Monvillea amazonica

Scientific classification
- Kingdom: Plantae
- Clade: Tracheophytes
- Clade: Angiosperms
- Clade: Eudicots
- Order: Caryophyllales
- Family: Cactaceae
- Subfamily: Cactoideae
- Genus: Monvillea
- Species: M. amazonica
- Binomial name: Monvillea amazonica (K.Schum.) Britton & Rose
- Synonyms: Cereus amazonicus K.Schum. ; Cereus apoloensis (Cárdenas) P.J.Braun & Esteves ; Cereus ballivianii (Cárdenas) P.J.Braun & Esteves ; Monvillea apoloensis Cárdenas ; Monvillea ballivianii Cárdenas ; Praecereus amazonicus (K.Schum.) Buxb. ; Praecereus apoloensis (Cárdenas) Buxb. ; Praecereus euchlorus subsp. amazonicus (K.Schum.) N.P.Taylor ;

= Monvillea amazonica =

- Genus: Monvillea
- Species: amazonica
- Authority: (K.Schum.) Britton & Rose

Species of cactus

Monvillea amazonica is a species of cactus (family Cactaceae) found in Peru and Bolivia.

== Description ==
Monvillea amazonica is at first erect, many meters long, and minimally branched.

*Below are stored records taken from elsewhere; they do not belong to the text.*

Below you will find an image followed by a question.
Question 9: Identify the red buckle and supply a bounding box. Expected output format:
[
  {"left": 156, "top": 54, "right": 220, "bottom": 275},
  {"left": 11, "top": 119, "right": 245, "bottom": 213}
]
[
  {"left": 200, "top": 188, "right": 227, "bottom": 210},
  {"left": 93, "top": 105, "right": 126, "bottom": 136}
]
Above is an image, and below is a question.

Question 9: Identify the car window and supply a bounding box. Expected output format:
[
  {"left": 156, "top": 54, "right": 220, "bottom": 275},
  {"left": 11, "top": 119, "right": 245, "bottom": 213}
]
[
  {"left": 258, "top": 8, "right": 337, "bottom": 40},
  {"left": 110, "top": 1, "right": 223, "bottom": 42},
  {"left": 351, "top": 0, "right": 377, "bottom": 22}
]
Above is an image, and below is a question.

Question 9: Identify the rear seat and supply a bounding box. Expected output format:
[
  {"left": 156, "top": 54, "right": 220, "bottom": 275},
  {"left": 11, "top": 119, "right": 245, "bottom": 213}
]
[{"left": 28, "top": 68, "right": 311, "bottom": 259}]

Stems have 7 acute ribs and areoles are 17 mm long. Each areole has about 15 weak spines that are 8 mm long. The floriferous region is on the upper part of the stem but not at the tip. Flowers are straight and are also 8 cm long. The fruit is oblong and capped by the withering flower.